10. A powderized composition which is manufactured by, but not limited to, one of the following industry standard methods of applying material to a salt substrate; spray drying, lyophilization, fluid bed drying, microencapsulation. The method is to be optimized to produce 0.0004 in to 0.12 in (10 μm to 3000 μm) particles with any morphology which allows for a free-flowing powder.

11. The method of manufacture of claim 10 wherein, the free-flowing powder can be further processed, although not required, to free flowing powder, a pressed tablet of any shape or size, a convenient manufactured adaptation as outlined in drawings FIG. 2 and FIG. 3 or other industry standard method.

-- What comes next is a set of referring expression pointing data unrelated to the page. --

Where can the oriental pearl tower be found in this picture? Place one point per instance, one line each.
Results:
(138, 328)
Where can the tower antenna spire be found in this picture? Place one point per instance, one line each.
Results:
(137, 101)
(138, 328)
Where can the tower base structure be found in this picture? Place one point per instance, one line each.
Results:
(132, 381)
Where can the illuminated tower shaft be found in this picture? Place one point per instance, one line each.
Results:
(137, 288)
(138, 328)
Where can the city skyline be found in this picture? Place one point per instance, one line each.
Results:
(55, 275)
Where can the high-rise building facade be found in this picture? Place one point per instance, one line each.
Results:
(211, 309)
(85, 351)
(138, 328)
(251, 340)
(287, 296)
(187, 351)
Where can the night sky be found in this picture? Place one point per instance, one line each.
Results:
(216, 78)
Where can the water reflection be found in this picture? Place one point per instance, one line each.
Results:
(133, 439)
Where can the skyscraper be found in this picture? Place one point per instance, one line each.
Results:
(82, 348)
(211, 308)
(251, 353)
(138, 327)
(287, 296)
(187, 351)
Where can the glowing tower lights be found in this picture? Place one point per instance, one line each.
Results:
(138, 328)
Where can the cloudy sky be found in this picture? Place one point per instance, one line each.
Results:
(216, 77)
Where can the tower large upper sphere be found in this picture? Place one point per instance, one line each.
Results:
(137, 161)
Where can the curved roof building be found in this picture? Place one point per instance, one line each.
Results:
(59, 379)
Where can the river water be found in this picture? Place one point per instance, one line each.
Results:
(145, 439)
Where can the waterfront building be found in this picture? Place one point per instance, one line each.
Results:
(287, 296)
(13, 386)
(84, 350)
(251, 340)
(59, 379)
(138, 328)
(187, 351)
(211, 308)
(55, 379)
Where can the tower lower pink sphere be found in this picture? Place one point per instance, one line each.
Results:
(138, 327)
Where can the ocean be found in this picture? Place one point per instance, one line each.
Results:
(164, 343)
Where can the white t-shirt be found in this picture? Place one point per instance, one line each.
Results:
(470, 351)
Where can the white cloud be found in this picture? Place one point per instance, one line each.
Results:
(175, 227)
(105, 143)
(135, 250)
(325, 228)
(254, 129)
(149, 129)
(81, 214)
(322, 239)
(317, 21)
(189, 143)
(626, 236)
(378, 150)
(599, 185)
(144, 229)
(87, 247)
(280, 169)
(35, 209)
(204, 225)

12. A method of consumption which introduces the powderized substance to a heating device which heats the powderized substance to a temperature between 176-600° F. (80-315° C.) by any industry standard method of generating vapor, including but not limited to; resistive heating of a metal coil, heating chamber, heated gas flow.

13. The method of consumption of claim 12 wherein, the powderized substance is introduced to a vaping device by, but not limited to, one of the following methods; free flowing powder, a pressed tablet of any shape, a convenient manufactured adaptation as outlined in drawings FIG. 2 and FIG. 3 or other industry standard method.

14. The method of consumption of claim 12 wherein, manufactured adaptions to introduce powder to vaping device include, but are not limited to, manufacture with the following materials; naturally occurring minerals, stainless steel, ceramic, non-reactive metal compositions, heat resistant polymers, silicone, resin, natural polymers.